The new carbon emission protocols in China have triggered not only the country’s manufacturing sector but also had a spillover impact on the prices of the commodity market, globally. This has shown how dependent the markets are on China – a crucial source of supply and demand for raw materials.
Energy crunch impact on commodities
The energy crunch is spreading across sectors of the world’s raw material hub, hitting both supply and demand ends over the past few months.
“On one hand, metals producers (mostly aluminium smelters and steel mills) in a number of regions have been ordered to halt production altogether, to reduce the pressure on the power grid. This has led to an actual decline in physical metals production since June, coupled with speculation of significant metals supply shortages,” Fitch Ratings said.
According to researcher Mysteel, more than 80 Chinese steel mills have suspended production for maintenance in September month. Due to the sudden crunch, most analysts are expecting much-muted growth in China’s stainless steel production for the full year. In 2020, almost 60% of global stainless steel production was from China.
According to Fitch Ratings, the global commodity prices over 2021 will be higher than in 2020, on average.

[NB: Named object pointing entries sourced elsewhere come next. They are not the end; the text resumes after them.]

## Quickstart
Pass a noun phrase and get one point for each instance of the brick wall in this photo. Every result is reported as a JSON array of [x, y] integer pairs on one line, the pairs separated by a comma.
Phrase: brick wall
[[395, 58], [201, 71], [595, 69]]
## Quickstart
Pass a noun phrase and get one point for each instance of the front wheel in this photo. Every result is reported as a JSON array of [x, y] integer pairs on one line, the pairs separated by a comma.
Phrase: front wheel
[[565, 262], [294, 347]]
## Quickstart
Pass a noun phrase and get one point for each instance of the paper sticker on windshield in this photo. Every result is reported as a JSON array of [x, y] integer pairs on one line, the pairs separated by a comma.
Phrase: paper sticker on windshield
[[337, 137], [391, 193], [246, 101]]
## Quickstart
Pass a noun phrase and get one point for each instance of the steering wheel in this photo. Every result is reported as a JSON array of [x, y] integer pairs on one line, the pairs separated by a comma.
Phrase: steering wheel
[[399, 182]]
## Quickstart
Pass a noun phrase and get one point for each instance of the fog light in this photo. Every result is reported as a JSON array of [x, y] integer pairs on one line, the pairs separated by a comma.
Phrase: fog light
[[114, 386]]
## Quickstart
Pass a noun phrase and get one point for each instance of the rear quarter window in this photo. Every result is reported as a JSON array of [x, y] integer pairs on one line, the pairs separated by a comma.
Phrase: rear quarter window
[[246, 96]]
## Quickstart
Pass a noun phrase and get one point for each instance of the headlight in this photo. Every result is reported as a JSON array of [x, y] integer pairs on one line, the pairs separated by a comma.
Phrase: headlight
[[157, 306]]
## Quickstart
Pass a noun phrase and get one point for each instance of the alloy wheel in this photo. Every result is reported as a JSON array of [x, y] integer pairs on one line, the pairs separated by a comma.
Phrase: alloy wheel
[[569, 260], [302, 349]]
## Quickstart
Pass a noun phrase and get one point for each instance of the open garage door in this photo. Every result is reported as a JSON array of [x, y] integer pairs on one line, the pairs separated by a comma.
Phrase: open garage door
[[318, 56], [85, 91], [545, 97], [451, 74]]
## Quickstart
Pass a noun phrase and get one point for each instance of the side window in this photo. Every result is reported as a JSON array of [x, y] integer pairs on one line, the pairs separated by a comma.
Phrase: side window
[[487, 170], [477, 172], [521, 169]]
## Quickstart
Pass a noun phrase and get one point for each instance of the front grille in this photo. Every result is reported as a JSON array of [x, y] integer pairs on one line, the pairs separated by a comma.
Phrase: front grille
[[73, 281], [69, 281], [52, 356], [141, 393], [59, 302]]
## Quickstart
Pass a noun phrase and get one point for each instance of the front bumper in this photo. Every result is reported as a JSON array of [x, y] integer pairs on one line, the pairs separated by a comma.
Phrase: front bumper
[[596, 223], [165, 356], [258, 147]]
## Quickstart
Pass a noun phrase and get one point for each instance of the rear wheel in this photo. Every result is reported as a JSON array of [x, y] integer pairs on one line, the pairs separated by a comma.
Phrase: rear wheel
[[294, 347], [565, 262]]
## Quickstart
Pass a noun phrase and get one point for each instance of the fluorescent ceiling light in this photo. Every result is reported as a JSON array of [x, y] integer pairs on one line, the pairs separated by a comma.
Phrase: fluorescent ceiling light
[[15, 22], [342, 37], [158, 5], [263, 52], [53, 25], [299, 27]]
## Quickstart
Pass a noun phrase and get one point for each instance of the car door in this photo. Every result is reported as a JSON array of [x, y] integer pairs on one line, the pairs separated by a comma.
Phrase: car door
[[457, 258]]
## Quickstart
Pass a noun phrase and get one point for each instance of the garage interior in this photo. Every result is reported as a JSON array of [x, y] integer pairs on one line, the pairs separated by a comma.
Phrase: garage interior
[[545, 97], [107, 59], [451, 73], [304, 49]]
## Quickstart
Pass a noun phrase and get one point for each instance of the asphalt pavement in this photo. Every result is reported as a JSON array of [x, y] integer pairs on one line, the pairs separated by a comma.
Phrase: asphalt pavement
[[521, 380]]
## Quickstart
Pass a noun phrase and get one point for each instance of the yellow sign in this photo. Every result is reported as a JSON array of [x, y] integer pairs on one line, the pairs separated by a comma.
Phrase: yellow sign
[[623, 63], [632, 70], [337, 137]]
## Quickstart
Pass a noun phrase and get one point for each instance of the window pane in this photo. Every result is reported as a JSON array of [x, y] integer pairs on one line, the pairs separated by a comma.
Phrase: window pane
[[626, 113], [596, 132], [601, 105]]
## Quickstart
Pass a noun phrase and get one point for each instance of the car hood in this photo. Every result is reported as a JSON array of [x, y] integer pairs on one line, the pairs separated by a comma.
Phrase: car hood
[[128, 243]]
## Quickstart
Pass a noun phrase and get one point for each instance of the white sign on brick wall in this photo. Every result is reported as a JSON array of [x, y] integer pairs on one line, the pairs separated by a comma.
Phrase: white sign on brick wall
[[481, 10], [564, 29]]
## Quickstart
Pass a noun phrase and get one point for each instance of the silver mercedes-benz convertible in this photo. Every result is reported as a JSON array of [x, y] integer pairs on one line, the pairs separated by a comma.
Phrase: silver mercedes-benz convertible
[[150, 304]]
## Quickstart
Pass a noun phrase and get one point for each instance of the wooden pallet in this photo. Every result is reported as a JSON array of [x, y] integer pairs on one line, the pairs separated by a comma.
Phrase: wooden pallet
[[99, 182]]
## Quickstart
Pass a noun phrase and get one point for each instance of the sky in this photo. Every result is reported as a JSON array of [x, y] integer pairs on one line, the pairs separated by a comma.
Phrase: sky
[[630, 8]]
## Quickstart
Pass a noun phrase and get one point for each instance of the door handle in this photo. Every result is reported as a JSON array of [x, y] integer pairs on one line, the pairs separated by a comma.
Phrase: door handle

The rating agency last month said that China’s high-frequency indicators like manufacturing PMI’s and industrial production figures depict an incipient demand slowdown from steel end-users. It added that “an ongoing outbreak of the Delta variant of Covid-19 in China should further slow stainless steel production growth in Q421”.
The country is the world’s largest consumer and producer of industrial metals and coal, making up over 50% of the global demand. Therefore, the electricity crunch has hit the energy-intensive industries hard.

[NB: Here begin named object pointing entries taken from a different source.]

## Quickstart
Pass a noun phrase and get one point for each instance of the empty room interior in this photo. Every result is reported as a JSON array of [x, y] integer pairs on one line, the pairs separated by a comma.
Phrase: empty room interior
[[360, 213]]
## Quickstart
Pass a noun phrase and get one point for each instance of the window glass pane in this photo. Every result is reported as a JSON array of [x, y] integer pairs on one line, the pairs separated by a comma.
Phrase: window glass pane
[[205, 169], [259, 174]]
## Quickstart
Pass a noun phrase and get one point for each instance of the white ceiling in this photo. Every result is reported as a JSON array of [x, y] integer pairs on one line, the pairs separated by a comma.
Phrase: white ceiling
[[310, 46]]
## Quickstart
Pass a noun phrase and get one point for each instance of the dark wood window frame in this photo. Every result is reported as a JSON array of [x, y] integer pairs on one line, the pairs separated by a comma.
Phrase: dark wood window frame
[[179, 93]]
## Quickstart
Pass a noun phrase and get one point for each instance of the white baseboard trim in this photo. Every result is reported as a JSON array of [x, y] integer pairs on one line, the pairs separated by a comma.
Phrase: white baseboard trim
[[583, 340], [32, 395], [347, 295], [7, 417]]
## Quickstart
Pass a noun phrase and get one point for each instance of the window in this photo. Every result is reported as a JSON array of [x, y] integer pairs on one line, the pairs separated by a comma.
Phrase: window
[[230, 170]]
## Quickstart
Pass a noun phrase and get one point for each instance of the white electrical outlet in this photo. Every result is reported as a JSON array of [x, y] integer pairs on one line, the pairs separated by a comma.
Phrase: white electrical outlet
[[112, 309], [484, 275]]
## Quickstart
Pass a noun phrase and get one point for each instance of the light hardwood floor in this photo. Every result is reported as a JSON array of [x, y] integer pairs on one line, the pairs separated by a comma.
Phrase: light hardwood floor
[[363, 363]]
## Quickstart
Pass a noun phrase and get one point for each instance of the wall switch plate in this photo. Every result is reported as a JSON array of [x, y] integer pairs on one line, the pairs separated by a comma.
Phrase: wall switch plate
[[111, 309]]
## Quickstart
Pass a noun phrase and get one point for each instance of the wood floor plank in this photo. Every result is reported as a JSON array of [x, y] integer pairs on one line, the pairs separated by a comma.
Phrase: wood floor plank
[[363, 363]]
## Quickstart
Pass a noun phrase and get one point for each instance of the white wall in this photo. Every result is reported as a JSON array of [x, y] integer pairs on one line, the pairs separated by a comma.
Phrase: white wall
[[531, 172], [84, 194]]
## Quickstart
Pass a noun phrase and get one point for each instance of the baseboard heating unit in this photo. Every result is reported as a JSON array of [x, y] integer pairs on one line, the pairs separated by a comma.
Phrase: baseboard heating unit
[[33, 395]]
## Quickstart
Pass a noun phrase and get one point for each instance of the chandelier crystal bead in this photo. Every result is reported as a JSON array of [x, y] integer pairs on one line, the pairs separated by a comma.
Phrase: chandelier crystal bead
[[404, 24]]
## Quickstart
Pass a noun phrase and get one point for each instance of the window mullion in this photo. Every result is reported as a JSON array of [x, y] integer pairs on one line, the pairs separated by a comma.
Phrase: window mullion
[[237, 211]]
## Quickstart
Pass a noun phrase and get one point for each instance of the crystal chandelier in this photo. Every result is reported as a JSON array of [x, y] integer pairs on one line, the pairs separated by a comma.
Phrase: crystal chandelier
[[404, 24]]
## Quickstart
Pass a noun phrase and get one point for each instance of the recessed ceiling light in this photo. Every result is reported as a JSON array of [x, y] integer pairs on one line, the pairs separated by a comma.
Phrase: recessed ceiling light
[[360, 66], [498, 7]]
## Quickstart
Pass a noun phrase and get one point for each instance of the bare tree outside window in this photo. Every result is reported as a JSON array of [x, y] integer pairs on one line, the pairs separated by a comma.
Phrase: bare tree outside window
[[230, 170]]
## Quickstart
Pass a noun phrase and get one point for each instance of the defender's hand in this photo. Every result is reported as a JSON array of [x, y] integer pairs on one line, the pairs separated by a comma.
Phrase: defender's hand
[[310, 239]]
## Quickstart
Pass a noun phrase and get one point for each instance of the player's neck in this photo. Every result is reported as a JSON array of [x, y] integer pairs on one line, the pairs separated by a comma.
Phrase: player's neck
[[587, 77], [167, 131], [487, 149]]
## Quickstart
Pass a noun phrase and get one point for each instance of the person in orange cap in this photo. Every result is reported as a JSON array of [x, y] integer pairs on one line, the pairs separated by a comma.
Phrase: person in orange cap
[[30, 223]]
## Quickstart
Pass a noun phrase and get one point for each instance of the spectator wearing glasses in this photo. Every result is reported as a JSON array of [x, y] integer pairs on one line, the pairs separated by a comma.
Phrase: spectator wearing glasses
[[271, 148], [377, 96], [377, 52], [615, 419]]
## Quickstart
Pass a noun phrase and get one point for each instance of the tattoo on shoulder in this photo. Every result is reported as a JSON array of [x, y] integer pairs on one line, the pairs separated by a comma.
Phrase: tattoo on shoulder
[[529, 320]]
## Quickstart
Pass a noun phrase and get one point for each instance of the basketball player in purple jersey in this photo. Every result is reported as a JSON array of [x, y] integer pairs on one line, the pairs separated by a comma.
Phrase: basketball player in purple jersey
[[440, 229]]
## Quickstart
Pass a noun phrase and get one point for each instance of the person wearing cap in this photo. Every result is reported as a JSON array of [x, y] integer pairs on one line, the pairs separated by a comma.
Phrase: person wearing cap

Production of many industrial metals, especially the so-called “green” metals (that are of great importance for the transition to electromobility), such as copper, nickel, aluminium, lithium or cobalt, have been severely affected. According to Goldman Sachs Group, aluminium prices have rallied to their highest level since 2008 this month and could breach their historical high of $3,271/tonne in the coming days.
On the other side, Iron ore prices have fallen over 50% from its all-time high of $230, hit in May 2021. China’s environmental policy action aiming for carbon neutrality has led to increased restrictions on steel output targets, which has led prices for iron ore to decline significantly. However, Chinese steel prices have edged higher despite falling iron ore prices, Fitch Solutions said.

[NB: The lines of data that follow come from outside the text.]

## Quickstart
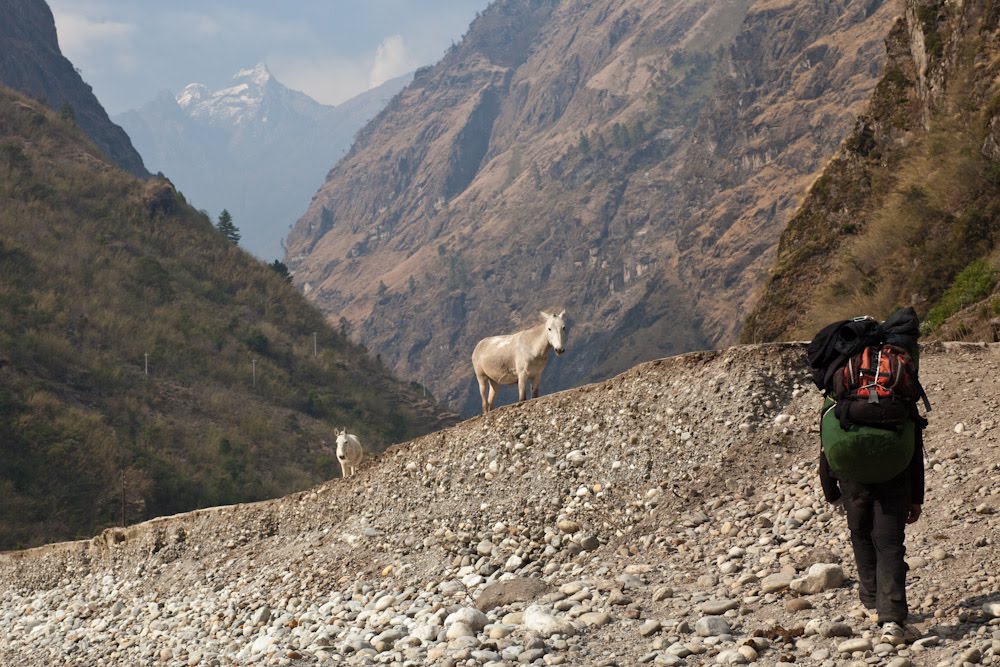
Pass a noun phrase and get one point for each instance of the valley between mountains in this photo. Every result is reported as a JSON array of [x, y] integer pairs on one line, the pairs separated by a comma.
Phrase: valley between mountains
[[667, 516]]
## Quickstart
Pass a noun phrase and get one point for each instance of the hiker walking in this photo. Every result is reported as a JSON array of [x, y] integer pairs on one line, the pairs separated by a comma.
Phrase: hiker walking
[[871, 454]]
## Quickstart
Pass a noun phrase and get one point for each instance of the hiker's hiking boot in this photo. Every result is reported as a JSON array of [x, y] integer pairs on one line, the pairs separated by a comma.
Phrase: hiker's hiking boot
[[864, 613], [898, 633]]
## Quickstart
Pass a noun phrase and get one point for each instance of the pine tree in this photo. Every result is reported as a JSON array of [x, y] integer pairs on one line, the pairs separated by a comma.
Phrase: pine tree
[[227, 228]]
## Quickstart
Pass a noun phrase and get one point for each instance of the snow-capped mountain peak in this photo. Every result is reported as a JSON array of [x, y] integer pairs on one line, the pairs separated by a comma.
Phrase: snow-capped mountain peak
[[258, 75], [245, 102], [192, 94]]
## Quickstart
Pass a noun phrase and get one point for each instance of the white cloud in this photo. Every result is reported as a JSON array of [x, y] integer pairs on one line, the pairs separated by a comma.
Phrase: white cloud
[[80, 36], [329, 80], [392, 59]]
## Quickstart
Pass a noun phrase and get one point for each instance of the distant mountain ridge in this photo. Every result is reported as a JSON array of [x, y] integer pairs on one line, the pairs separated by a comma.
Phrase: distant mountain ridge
[[32, 63], [254, 147], [149, 366], [631, 161]]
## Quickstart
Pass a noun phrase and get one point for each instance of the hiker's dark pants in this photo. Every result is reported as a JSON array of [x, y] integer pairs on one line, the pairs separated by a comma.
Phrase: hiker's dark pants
[[876, 515]]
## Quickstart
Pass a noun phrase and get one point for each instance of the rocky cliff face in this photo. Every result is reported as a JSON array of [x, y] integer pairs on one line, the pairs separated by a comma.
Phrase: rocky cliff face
[[632, 162], [907, 211], [253, 147], [31, 62]]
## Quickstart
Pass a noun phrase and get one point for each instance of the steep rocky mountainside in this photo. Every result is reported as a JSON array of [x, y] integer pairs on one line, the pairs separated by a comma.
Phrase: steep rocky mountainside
[[255, 148], [632, 161], [149, 366], [31, 62], [909, 210], [656, 518]]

Furthermore, Nickel prices also rose to the highest level since 2014 last month. Fitch Solutions in another note has raised the average price forecast for nickel this year from $16,500 a tonne to $17,500, adding that “refined nickel prices should weaken over the latter part of 2021 and in first quarter next year as the acute market tightness that developed during recent quarters eases”.
According to Mark Richards, Strategist Multi-Asset, at Jupiter Asset Management, high commodity prices are here to stay, particular in gas, coal and oil. “Commodity prices and energy are the big spanners in the works at the moment. Coal inventories in China are at a record low, and relative to output are at about 10%-20% of a normal mid-cycle level.”
The current energy crisis has also sent prices soaring for fertilizers, corn, pork, soybean from the food industry.
How to cool rises in raw material costs?
Soaring prices for commodities has also increased costs for downstream manufacturers, pressuring smaller firms to take a cautious attitude. “We expect that China’s downstream producers will, in the aggregate, be forced to absorb much of the impact of higher raw material and manufacturing costs,” Fitch Ratings said in its report later.
However, Chinese media has reported that the State Council has called for measures to prevent commodity price increases from being passed on to consumers. In addition to that, Chinese authorities have also signalled that they will crack down on market irregularities in the commodity sector. This may help to cool rises in raw material costs in China, Fitch Ratings added.
The rising commodity prices also risk China’s economic growth, especially as it recovers from the Covid-19 pandemic. Gross domestic product (GDP) rose 4.9% quarter-on-quarter in the July-September period, the slowest pace in a year, according to China’s state statistics bureau. Analysts polled by Reuters had expected an increase of 5.2%.
Industrial production in the People’s Republic also fell short of experts’ expectations, rising by 3.1% year-on-year in September. Experts had forecast an increase of 4.5%.